De repente descobrimos que podemos acrescentar um novo capítulo à autopoiesis, ou autocriação. O embrião não nascido é parte de um complexo círculo de retroalimentação, avaliando o presente e criando um futuro por si mesmo. O DNA faz a mesma coisa. Segue as pistas de pensamentos, humores, dieta e níveis de estresse de uma pessoa (para resumir os milhares de sinais químicos que chegam a uma célula em qualquer dado momento) para se expressar baseado nelas. Uma mãe estressada transmite mais hormônios de estresse ao feto, há risco de nascimento prematuro, e muito mais. O professor Wadhwa prossegue: “O feto se forma de modo contínuo para lidar com esse tipo de ambiente de alto estresse; quando nasce, corre mais risco de desenvolver uma série de patologias relacionadas ao estresse.”
Aonde isso nos leva? Nosso conhecimento de medicina e biologia foi abalado em sua essência. Os genes não controlam a si mesmos. São controlados por todo o sistema corpo-mente: em outras palavras, não somos peões, mas senhores de nossos genes, que respondem a tudo que pensamos e fazemos. Os sinais da epigenia, a bainha de proteínas que rodeia nosso DNA, podem provocar 30 mil expressões diferentes a partir de um só gene. O programa da vida é dinâmico, está em constante mudança e sob nossa influência, de acordo com as escolhas boas ou más que fazemos.
Os pesquisadores percebem, a cada dia, que os genes estão mais para reostatos do que para interruptores que ligam e desligam. Algumas áreas do “DNA lixo” são de importância vital, como Leonard menciona, pois decidem quais genes ligar, quanta atividade um gene expressa, quando essa atividade vai ocorrer e como se relaciona com milhares de outros genes. Contudo, como sabemos agora, esses genes não controlam a si mesmos. Ninguém pode contar a história final do gene sem incluir a maneira como metabolizamos a experiência. A epigenia nos mostra que até coisas invisíveis, como o estresse, se transformam em processos corporais; o que você sentir, todas as células do seu corpo também sentirão. Nada disso surpreende aqueles que, como nós, trabalham no mundo da espiritualidade. A própria base do ponto de vista espiritual é que tudo está imbricado e interligado; um processo se diversifica em milhares de processos específicos sem perder sua totalidade.
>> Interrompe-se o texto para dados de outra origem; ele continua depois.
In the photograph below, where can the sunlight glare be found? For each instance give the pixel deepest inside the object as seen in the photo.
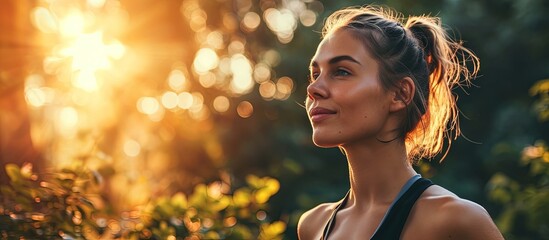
(148, 105)
(267, 90)
(251, 21)
(245, 109)
(241, 68)
(177, 80)
(132, 148)
(206, 59)
(35, 97)
(67, 118)
(215, 39)
(207, 80)
(221, 104)
(96, 3)
(43, 19)
(169, 100)
(262, 72)
(282, 22)
(307, 18)
(184, 100)
(85, 80)
(72, 25)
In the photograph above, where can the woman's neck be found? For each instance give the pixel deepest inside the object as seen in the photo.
(377, 173)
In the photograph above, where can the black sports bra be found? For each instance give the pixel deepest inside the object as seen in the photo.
(393, 222)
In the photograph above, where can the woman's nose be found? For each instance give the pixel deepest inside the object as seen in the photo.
(317, 90)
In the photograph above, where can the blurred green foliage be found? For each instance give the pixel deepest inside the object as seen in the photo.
(501, 162)
(61, 205)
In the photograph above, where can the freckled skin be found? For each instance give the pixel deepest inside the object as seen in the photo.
(351, 88)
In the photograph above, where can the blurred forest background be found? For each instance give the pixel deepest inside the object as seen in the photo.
(182, 118)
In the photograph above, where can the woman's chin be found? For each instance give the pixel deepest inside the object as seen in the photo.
(324, 143)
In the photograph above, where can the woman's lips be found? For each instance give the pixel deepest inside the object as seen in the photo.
(319, 114)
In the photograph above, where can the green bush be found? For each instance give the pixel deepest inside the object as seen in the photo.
(61, 205)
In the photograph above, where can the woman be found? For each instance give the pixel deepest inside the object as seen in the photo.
(381, 91)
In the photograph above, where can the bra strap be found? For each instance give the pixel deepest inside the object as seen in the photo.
(392, 225)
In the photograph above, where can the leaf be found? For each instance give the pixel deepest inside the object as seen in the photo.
(241, 198)
(14, 172)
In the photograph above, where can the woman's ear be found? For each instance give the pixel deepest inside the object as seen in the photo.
(403, 95)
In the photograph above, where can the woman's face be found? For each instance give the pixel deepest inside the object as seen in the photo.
(346, 102)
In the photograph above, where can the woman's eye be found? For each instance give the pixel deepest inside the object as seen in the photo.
(313, 77)
(341, 72)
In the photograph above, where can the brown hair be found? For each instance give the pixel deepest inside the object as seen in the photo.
(421, 49)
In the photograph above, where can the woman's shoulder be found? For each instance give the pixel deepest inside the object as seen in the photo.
(312, 222)
(446, 215)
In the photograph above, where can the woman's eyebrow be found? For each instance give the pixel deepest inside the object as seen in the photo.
(337, 59)
(343, 58)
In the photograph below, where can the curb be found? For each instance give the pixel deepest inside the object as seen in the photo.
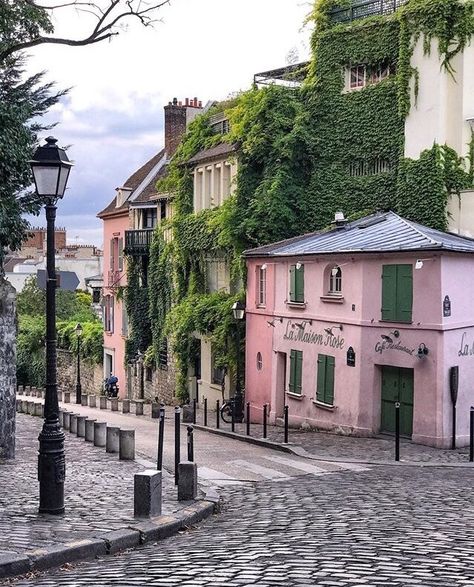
(301, 452)
(143, 531)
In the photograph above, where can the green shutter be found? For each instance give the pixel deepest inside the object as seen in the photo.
(292, 283)
(389, 292)
(291, 385)
(298, 371)
(404, 292)
(321, 378)
(299, 284)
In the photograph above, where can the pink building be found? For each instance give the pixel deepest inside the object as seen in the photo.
(344, 323)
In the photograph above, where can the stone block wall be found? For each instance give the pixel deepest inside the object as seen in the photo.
(7, 369)
(91, 373)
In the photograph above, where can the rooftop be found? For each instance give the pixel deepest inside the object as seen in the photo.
(378, 233)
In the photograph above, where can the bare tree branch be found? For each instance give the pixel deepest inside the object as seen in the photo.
(105, 28)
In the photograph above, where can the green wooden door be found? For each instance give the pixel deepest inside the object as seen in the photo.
(397, 386)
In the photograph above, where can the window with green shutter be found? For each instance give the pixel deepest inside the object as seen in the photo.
(297, 283)
(296, 371)
(325, 379)
(397, 293)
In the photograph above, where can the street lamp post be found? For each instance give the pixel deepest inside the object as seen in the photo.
(51, 167)
(238, 310)
(78, 330)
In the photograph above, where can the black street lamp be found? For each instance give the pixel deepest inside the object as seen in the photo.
(51, 167)
(238, 310)
(78, 330)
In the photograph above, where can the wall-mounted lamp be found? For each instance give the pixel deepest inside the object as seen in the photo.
(422, 351)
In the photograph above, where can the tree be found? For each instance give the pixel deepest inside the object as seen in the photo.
(28, 23)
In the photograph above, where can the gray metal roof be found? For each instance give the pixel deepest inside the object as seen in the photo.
(380, 232)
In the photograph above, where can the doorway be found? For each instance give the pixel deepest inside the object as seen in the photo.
(397, 386)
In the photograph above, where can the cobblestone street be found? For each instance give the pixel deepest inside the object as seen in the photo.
(393, 527)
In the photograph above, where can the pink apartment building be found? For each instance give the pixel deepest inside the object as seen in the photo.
(344, 323)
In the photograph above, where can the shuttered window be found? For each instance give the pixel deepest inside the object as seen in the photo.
(297, 283)
(325, 379)
(397, 293)
(296, 371)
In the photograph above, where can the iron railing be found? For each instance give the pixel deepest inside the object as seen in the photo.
(137, 242)
(364, 9)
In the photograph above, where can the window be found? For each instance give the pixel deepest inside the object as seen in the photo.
(335, 281)
(261, 285)
(163, 355)
(296, 371)
(325, 380)
(149, 218)
(397, 293)
(297, 283)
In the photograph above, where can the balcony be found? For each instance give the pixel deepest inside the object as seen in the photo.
(364, 9)
(137, 242)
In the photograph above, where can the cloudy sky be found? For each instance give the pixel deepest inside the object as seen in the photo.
(113, 116)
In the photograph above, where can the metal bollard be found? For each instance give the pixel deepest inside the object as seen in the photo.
(471, 434)
(177, 443)
(190, 444)
(161, 435)
(397, 431)
(265, 408)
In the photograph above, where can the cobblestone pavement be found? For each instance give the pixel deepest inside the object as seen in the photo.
(390, 527)
(98, 493)
(330, 446)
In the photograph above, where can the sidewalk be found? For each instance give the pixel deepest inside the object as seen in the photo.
(99, 506)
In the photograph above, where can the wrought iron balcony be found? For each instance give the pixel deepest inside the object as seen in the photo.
(137, 242)
(364, 9)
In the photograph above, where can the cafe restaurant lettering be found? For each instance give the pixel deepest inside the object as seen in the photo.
(343, 324)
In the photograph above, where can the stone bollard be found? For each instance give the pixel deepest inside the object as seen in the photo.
(147, 494)
(138, 408)
(73, 424)
(187, 481)
(90, 430)
(81, 426)
(127, 445)
(100, 430)
(112, 443)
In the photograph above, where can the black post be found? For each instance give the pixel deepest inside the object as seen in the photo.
(190, 444)
(52, 458)
(471, 434)
(397, 431)
(161, 434)
(78, 380)
(177, 442)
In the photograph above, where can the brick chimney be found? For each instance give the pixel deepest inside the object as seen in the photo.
(177, 117)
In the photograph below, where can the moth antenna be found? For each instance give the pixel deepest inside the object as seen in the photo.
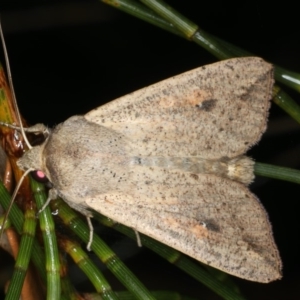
(9, 76)
(13, 198)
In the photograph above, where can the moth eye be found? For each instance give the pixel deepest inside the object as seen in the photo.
(39, 176)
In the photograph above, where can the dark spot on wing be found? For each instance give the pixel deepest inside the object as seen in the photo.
(207, 105)
(211, 225)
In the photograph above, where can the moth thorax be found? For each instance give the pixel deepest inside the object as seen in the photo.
(32, 159)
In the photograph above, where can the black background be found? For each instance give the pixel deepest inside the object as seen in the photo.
(68, 57)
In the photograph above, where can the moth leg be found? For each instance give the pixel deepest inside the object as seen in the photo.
(37, 128)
Sinto-me muito comovido quando releio alguns trechos do grande poe ta bengali Rabindranath Tagore, ao se dirigir a seu criador. “O tempo não tem fim em tuas mãos, meu Senhor. Não há quem conte os teus minutos. Dias e noites se passam. Tu sabes como esperar. Teus séculos seguem-se uns aos outros, aperfeiçoando uma flor silvestre.” Não interpreto essas palavras no sentido teísta, baseado na existência do Deus de qualquer fé específica. O que me comove é a paciência e o complexo trabalho da inteligência cósmica, que se move através de nós para nos criar – e como a vida se desdobra em si mesma.